Muskits SVS Recipe TEMPLATE

This is a template of SVS recipe for Muskits.

Recipe flow

SVS recipe consists of 8 stages.

1. Database-dependent data preparation

Data preparation stage starts here. It calls local/data.sh to creates Kaldi-style data directories but with additional midi.scp and label in data/ for training, validation, and evaluation sets.

See also:

About data directory

2. Standard audio and midi formatting

If you specify --feats_type raw option, this is a wav dumping stage which reformats wav.scp in data directories. Else, if you specify --feats_type fbank option or --feats_type stft option, this is a feature extracting stage (to be updated). MIDI is also normalized and segmented at this stage.

Additionally, speaker ID embedding and language ID embedding preparation will be performed in this stage if you specify --use_sid true and --use_lid true options.
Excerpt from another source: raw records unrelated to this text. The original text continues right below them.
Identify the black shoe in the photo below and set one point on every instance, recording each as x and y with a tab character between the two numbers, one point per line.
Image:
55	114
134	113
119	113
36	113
Note that this processing assume that utt2spk or utt2lang are correctly created in stage 1, please be careful.

3. Filtering

Processing stage to remove long and short utterances from the training and validation sets. You can change the threshold values via --min_wav_duration and --max_wav_duration.

Empty text will also be removed.

4. Token list generation

Token list generation stage. It generates token list (dictionary) from srctexts. You can change the tokenization type via --token_type option. token_type=phn are supported. If --cleaner option is specified, the input text will be cleaned with the specified cleaner. If token_type=phn, the input text will be converted with G2P module specified by --g2p option.

See also:

Supported text cleaner.
Supported text frontend.

Data preparation will end in stage 4. You can skip data preparation (stage 1 ~ stage 4) via --skip_data_prep option.

5. Statistics collection

Statistics calculation stage. It collects the shape information of the input and output and calculates statistics for feature normalization (mean and variance over training and validation sets).

6. Model training

SVS model training stage. You can change the training setting via --train_config and --train_args options.

See also:

Supported models.
Change the configuration for training

Training process will end in stage 6. You can skip training process (stage 5 ~ stage 6) via --skip_train option.

7. Model inference

SVS model decoding stage. You can change the decoding setting via --inference_config and --inference_args. Compatible vocoder can be trained and loaded.

See also:

Vocoder trainging
Change the configuration for training

8. Objective evaluation

Evaluation stage. It conducts four objective evaluations. See also:

Evaluation

9. Model packing

Packing stage. It packs the trained model files.

How to run

See Tutorial.

As a default, we train ofuton_p_utagoe (conf/train.yaml) with feats_type=raw + token_type=phn.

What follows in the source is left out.